Quem quer entender de maneira simplificada um período da história do Brasil que foi crucial para que o nosso país existisse com a dimensão continental
que tem até hoje, o livro 1808 é realmente uma obra que deve ser lida. Num momento em que o que importava para Portugal era somente a exploração
dos recursos encontrados por aqui, de repente a situação muda radicalmente por consequência das invasões napoleônicas.
O rei D. Jõao VI viu-se obrigado a deixar Portugal e estabelecer-se aqui, mais precisamente no Rio de Janeiro, aonde foi estabelecido o palácio Real que atualmente
é conhecido como Museu Nacional.

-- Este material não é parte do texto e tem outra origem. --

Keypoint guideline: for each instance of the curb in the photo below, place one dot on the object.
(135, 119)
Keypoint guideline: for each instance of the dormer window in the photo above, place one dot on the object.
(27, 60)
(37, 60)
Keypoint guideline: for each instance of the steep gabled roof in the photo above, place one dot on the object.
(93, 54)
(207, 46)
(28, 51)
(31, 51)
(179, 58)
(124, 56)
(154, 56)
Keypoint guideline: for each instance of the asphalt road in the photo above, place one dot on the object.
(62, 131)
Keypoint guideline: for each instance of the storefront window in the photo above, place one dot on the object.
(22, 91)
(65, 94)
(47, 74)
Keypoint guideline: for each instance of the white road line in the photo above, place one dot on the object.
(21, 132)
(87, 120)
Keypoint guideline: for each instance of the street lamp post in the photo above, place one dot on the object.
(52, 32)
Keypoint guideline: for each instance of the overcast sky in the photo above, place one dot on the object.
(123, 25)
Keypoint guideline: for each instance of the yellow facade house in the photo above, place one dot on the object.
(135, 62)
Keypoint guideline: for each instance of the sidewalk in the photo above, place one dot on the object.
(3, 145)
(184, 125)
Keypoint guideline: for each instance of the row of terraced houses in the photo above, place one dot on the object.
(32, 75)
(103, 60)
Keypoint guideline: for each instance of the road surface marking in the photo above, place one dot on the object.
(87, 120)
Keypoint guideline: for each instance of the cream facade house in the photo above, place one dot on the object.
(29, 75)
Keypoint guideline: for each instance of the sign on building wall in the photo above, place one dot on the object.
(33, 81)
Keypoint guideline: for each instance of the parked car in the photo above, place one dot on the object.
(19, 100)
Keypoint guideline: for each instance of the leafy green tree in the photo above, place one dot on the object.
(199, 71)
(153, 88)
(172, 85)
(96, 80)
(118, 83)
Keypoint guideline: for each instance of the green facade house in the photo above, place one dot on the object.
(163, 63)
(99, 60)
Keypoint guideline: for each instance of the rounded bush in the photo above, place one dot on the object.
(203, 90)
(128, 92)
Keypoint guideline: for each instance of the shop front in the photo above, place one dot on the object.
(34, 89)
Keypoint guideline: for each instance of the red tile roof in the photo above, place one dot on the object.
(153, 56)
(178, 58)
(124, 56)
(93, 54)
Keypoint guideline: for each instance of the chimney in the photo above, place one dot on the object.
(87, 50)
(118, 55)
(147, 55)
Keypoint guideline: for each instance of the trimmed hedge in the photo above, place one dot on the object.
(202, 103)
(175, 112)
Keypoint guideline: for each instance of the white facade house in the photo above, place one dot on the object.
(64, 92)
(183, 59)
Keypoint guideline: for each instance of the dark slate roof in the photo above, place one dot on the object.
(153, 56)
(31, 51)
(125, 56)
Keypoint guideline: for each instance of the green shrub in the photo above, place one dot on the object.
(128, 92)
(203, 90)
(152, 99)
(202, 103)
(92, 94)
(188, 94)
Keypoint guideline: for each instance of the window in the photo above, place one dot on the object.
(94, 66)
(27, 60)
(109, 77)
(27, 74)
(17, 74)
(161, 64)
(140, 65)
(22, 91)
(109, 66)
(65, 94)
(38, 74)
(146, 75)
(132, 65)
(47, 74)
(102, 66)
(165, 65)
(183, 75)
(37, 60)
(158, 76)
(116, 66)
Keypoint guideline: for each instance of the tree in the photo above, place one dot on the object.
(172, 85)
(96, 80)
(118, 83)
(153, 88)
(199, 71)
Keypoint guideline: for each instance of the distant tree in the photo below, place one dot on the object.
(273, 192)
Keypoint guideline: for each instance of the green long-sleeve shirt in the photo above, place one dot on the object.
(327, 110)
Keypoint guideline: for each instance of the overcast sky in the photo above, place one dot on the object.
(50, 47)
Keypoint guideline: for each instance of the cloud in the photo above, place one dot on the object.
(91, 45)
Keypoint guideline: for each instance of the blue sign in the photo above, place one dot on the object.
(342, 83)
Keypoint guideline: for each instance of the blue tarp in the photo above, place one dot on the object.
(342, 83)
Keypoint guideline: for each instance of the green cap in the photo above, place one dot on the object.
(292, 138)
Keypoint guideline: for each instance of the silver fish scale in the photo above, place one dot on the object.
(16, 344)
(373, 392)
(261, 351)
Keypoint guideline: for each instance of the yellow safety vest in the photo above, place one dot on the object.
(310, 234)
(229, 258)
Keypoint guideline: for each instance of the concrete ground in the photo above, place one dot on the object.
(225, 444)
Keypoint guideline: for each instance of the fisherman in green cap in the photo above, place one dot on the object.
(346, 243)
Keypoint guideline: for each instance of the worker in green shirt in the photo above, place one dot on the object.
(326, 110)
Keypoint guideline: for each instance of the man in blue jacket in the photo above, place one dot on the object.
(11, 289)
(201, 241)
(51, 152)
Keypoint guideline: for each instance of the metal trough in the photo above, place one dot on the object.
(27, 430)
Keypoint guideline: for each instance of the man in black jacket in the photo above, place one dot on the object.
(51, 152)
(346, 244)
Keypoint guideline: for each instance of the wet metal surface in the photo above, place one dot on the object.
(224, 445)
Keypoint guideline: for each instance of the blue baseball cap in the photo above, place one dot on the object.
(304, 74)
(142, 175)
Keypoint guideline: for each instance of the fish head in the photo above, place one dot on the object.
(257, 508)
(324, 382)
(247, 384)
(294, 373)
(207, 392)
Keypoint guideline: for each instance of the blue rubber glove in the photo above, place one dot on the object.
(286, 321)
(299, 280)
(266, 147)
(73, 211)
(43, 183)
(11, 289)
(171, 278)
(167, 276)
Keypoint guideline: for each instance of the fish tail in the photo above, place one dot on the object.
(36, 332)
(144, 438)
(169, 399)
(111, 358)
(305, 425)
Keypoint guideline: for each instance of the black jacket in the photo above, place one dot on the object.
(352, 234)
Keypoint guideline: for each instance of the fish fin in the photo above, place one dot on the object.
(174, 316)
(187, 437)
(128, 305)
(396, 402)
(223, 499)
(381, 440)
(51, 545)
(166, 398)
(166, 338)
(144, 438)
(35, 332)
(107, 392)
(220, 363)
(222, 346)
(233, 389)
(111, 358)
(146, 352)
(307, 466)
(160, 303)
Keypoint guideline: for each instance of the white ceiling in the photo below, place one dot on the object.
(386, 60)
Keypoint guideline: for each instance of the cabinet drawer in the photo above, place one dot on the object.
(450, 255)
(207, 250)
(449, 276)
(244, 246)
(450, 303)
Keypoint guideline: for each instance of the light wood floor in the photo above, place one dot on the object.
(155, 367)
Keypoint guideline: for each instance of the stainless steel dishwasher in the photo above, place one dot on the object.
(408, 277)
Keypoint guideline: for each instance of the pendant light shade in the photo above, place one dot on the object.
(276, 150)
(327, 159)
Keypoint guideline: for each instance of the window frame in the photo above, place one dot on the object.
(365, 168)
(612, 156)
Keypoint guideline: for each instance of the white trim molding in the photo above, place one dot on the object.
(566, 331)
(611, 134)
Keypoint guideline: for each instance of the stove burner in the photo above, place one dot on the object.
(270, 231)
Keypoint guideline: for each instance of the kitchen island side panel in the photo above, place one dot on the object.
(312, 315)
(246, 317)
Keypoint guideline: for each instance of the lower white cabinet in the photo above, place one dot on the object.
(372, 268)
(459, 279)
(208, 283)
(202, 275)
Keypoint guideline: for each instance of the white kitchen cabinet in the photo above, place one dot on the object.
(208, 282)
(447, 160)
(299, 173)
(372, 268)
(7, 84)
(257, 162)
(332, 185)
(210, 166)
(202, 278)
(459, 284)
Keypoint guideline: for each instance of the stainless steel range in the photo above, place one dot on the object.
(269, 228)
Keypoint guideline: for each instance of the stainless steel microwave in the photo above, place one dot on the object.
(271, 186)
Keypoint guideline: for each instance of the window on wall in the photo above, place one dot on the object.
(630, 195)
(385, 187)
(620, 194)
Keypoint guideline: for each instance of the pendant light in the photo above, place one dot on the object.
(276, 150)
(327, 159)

Desde então foi fundado o Banco do Brasil, a biblioteca nacional entre outras instituições. Foi o início da fundação do país que poderia
ter dado errado. Pouco mais de trezentos anos antes os portugueses já haviam estado aqui, porém como exploradores. Isso durou até 1808, quando a ameaça do imperador francês Napoleão
Bonaparte de capturar o rei de Portugal fez com que a corte portuguesa fugisse da Europa.
O livro traz detalhes interessantes sobre os costumes da época, a culinária, a escravidaõ, as revoluções que eram uma ameaça para
a preservação da unidade territorial entre outras informações. Esse é o primeiro livro da trilogia de Laurentino Gomes que contextualiza um recorte da história do Brasil que há alguns anos não era falado nas escolas brasileiras - e talvez ainda não o seja-,
mesmo sendo importante que alunos do ensino médio conheçam essa história.